The Event Is Rarely the Whole Story
As a trauma therapist, one of the most important lessons I have learned is that the event we see is rarely the whole story.
Throughout my career in child welfare, crisis intervention, corrections, juvenile justice, and family court, I have repeatedly encountered the same reality: what appears to be a single crisis is often the culmination of years of unresolved trauma, adversity, loss, and instability.
The crisis is visible. The pattern is not.
Why Trauma Therapists Look for Patterns
As clinicians, we are trained to look beyond symptoms and identify the underlying forces driving human behavior. A panic attack is rarely about one stressful moment. A family conflict rarely begins with one argument. A criminal offense rarely starts with the offense itself.
Lasting change occurs when we recognize the pattern rather than simply reacting to the symptom.
Patterns help us understand the bigger picture. They allow us to move beyond what is immediately visible and explore the factors that contribute to long-term challenges.

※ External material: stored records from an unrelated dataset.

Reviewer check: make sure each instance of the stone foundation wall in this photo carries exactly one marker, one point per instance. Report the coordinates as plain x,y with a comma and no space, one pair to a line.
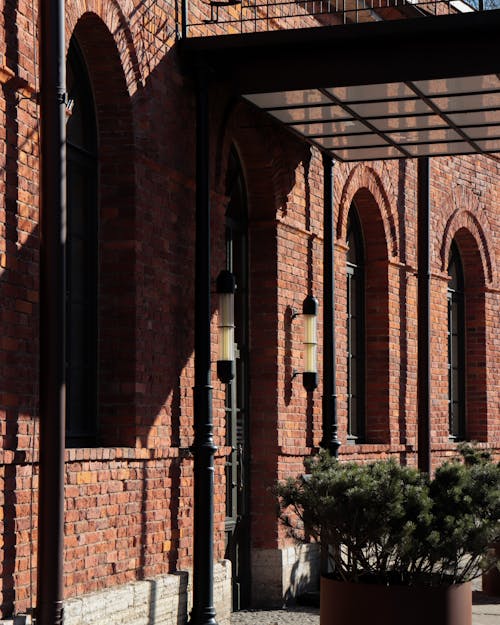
163,600
280,575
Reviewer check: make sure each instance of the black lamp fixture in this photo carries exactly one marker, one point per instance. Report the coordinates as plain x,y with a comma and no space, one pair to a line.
226,286
310,314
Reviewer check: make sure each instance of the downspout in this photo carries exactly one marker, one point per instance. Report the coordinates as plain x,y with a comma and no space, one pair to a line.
52,313
330,438
424,337
203,448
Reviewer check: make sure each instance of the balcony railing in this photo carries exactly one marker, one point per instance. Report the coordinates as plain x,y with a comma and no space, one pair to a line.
219,17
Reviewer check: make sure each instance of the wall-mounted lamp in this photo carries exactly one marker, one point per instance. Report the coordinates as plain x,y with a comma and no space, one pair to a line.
310,314
226,286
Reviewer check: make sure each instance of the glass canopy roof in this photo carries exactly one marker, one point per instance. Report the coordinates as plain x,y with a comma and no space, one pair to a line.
394,120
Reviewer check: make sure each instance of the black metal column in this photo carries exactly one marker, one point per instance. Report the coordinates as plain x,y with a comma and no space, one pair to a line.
203,448
52,314
330,439
424,337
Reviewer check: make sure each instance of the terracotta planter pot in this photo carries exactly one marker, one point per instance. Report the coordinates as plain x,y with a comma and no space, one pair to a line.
343,603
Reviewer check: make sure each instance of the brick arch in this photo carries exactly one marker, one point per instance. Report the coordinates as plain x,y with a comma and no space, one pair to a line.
475,246
116,231
365,183
120,41
268,158
364,190
476,403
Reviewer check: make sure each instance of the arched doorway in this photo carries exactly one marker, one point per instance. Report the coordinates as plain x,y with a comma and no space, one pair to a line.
237,525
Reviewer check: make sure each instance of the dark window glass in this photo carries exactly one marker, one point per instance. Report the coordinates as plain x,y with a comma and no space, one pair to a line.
81,256
456,346
355,330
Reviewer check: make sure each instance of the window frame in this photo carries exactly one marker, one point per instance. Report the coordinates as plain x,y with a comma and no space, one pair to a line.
355,325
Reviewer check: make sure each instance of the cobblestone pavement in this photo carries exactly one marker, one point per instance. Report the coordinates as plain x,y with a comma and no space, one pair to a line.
287,616
485,611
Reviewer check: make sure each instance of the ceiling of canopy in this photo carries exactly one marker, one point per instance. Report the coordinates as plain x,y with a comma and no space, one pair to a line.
393,120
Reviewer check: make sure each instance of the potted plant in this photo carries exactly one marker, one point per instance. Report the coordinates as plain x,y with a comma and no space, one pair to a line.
396,539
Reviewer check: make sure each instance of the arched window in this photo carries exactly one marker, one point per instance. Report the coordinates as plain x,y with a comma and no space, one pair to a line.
355,329
81,255
456,345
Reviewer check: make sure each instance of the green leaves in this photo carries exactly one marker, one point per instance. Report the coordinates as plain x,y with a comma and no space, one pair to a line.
388,522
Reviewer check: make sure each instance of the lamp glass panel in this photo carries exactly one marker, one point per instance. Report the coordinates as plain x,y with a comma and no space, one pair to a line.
226,326
310,358
310,343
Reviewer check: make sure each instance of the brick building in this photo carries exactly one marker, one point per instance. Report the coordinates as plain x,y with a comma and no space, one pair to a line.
128,529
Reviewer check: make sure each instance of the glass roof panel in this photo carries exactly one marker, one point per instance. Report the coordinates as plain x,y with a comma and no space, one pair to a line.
468,102
490,145
361,93
424,136
311,113
408,122
466,84
352,141
368,154
477,117
331,128
482,132
391,107
288,98
435,149
370,121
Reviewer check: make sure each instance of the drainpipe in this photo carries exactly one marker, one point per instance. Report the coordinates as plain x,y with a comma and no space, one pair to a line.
203,448
330,439
424,337
52,313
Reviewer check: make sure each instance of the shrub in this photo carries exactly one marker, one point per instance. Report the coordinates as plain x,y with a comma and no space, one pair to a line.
387,523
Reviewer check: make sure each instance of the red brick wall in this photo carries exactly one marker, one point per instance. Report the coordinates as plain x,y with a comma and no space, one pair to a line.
129,501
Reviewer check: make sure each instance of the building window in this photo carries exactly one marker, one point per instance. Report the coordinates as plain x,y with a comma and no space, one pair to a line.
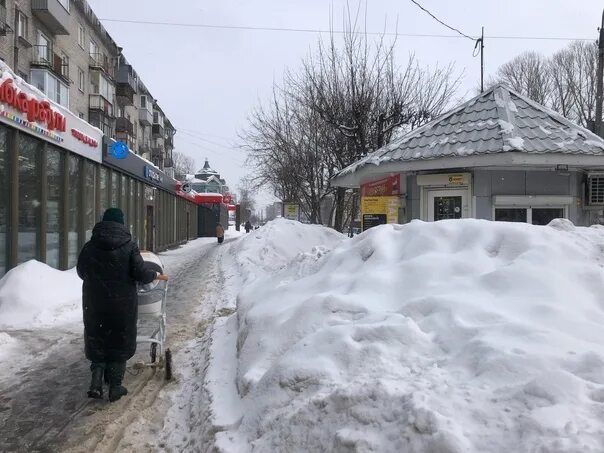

What Happens When We Apply Pattern Recognition to Society?
Recently, I have found myself wondering whether this same principle might apply beyond individuals and families.
What if it applies to society as well?
Over the past several years, we have experienced a pandemic, increasing rates of anxiety and depression, social isolation, political division, economic uncertainty, civil unrest, global conflicts, and natural disasters. Each of these events has its own explanation, and understanding those explanations is important.
However, when multiple symptoms begin appearing at the same time, it may be worth asking a larger question:
Is there a pattern emerging?
This question is not about fear, conspiracy theories, or predicting the future.
It is about awareness.
Awareness Versus Fear
In therapy, healing often begins when individuals stop viewing their struggles as isolated events and start recognizing the patterns that connect them. The same can be true for families, communities, and perhaps even society itself.
My personal faith has led me to believe that human beings exist within both physical and spiritual realities. My faith does not require me to reject science or evidence-based practice. Rather, it encourages me to consider that not every meaningful question can be answered through observable data alone.
Whether viewed through the lens of psychology, faith, or simple human experience, it is worth asking deeper questions.
What do these patterns reveal about our relationships? What do they reveal about our communities?
What do they reveal about our values, priorities, and need for connection?
The Questions Worth Asking
Throughout my professional career, I have learned that symptoms often serve as messengers. They point toward something beneath the surface that requires attention.
Perhaps the same principle applies to the world around us.
As therapists, we are taught to remain curious rather than reactive. We seek understanding before judgment. We look for patterns before drawing conclusions.
Maybe that is exactly what society needs more of right now. Not fear.
Not division. Not panic. Awareness.
Because sometimes the first step toward healing is recognizing the pattern that has been there all along.
If patterns reveal deeper truths about individuals, families, and communities, what might the patterns of our time be revealing about us?